Josh looked at me then, his face touched with hostility. “Viv doesn’t have a bad reputation,” he snapped. “She’s just had a rough time growing up. My parents didn’t make it easy on her, being adopted and all.”

Me and my big mouth. “I don’t mean she’s a bad person, Josh, just that she’s been in trouble. I’ve been in trouble too. It makes a great big target out of you.”

He was silent a long moment as he got his temper back under control. I had finally hit his hot button—Vivian. Ironically, that was my hot button too. “Can any of this stuff actually get Vivian off?” he asked.

“It can if I can prove that Rebecca’s lying about her identity and killed her daughter.”

“How do we do that?”

I scratched my chin. “I’m working on that.”

Once we arrived at the Bucks County Jail I saw Josh inside, but stayed in the waiting area and pawed through a beaten copy of
Field and Stream Magazine
. I felt that Josh deserved some private time to talk to his sister. It’s what I would have wanted.

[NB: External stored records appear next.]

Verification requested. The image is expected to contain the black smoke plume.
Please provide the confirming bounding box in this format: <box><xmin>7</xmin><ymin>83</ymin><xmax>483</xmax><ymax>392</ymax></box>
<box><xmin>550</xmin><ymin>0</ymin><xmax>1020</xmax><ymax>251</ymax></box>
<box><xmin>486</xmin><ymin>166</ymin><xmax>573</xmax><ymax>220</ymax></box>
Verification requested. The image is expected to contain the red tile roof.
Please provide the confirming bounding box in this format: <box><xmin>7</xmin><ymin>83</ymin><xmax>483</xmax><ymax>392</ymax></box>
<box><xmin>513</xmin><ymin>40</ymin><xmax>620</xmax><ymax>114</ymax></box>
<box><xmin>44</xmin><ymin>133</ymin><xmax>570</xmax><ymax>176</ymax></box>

I looked around. The walls were painted a depressing shade of high school green and were covered in cheerless yellow posters about spousal abuse. I watched families pass me on their way to visiting incarcerated loved ones. I saw those same loved ones being escorted in or out of rooms, dressed in bright orange jumpsuits. One young punk shambled by, his hands in cuffs and a correctional officer on each arm, but he managed to make me the sign of the horns as he turned his back.

I don’t know why some people just look at me and figure I’m
that guy
. I don’t look especially evil. At least, I hope not. I glanced up at the security mirror in one corner and picked at my awry hair, which made me look a little like a bargain-basement Jareth wannabe from
Labyrinth
. Jesus. Did that mean the Devil looked like a gay rocker fairy from the 1980’s? My dad was going to have a conniption fit.